“Nearly half of U.S. population are poor readers, survey says.” “Two-t hirds of U.S. children read below their grade level, study finds.” Those September newspaper headlines reveal a supreme American tragedy.
The National Adult Literacy Survey, which was commissioned by the U.S. Department of Education, found that 90 million American adults — almost half our adult population possess only the most rudimentary reading skills. That means they can’t read street signs, instructions on medicine bottles, or fill out a job application.
This was not a casual public opinion survey of the type which typically asks questions of only a thousand people nationally. It was an in-depth study of more than 26,000 adults conducted by the Educational Testing Service of Princeton, NJ and Westat Inc. of Rockville, MD.
The study ranked Americans into five levels and related actual reading skills to daily life and work. According to the study, 49 percent of adults (90 million Americans) fall into the lowest two levels.
Don’t think that these illiterates are mostly foreigners who just got off the boat. Only 25 percent of those in the lowest two levels are immigrants just learning to speak English. And get this: 4 percent of the illiterates in the lowest two levels had graduated from high school and been to college!
The survey found 31 percent of adults (61 million Americans) in the middle level, where the best they can do is to identify two facts in an article.

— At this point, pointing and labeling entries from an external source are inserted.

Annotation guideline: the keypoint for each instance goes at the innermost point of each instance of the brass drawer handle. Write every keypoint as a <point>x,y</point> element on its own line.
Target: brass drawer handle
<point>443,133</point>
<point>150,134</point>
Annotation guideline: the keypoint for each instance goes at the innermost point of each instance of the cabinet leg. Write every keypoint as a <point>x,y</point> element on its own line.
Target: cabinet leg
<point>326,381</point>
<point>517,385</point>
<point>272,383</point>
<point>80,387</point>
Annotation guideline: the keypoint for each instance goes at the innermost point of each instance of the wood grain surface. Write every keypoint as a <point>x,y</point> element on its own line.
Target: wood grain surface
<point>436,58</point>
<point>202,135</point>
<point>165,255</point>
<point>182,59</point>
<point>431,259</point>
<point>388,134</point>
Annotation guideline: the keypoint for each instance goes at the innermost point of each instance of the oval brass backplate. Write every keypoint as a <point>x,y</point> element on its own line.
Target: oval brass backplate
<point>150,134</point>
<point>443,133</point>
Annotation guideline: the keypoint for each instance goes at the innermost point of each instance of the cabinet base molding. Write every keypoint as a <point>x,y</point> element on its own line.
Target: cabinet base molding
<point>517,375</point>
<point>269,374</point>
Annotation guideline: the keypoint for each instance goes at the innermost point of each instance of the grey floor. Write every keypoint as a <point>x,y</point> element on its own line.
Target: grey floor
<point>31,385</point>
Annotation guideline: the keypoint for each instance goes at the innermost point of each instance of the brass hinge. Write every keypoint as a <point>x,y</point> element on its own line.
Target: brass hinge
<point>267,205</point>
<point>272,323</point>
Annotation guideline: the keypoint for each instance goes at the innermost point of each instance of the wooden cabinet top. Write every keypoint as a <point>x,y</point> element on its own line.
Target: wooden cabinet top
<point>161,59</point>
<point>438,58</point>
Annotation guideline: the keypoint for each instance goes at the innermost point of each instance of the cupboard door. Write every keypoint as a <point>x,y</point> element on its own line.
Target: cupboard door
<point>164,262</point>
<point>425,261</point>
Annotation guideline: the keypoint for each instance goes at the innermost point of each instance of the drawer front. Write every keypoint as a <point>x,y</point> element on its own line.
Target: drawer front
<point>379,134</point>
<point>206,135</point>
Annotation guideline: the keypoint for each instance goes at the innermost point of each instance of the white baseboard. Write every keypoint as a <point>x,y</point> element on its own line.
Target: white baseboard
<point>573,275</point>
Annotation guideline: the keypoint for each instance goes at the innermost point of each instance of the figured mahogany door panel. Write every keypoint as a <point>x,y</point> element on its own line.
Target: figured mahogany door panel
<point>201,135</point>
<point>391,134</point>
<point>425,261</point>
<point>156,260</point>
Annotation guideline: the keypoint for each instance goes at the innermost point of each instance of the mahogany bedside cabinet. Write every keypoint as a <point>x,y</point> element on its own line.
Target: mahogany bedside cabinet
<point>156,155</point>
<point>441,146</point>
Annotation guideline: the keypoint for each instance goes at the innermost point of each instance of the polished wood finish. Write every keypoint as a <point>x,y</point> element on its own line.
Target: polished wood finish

But they will never be able to read the great books written in the English language that are part of our heritage.
The economic consequences of this lack of reading skills are massive. Those who can’t read find it very difficult to hold a job at all and, when they do, they earn a median weekly income of under $250.
Many of these unfortunate illiterates are bitter about their plight and blame society for their poverty. But the fault should be placed squarely on the public schools which failed to teach them how to read in the first grade, even though the taxpayers have generously provided an average of $5,000 per first grade student.
Just as depressing as the lack of reading skills is the failure of these illiterates to realize their own handicap. The survey found that most adults who placed in the lowest literacy levels described themselves as reading and writing English “well” or “very well.”
Three-fourths of adults in the lowest literacy level and an overwhelming 95 percent of those in the second-to-lowest literacy level said that their grasp of English was acceptable and that they didn’t need help or further knowledge. They didn’t seem to have a clue as to why they are unable to get a better job.
It sounds as if those people were taught “self-esteem” in school instead of how to read. There could be no greater indictment of the public school system and of the people who run it.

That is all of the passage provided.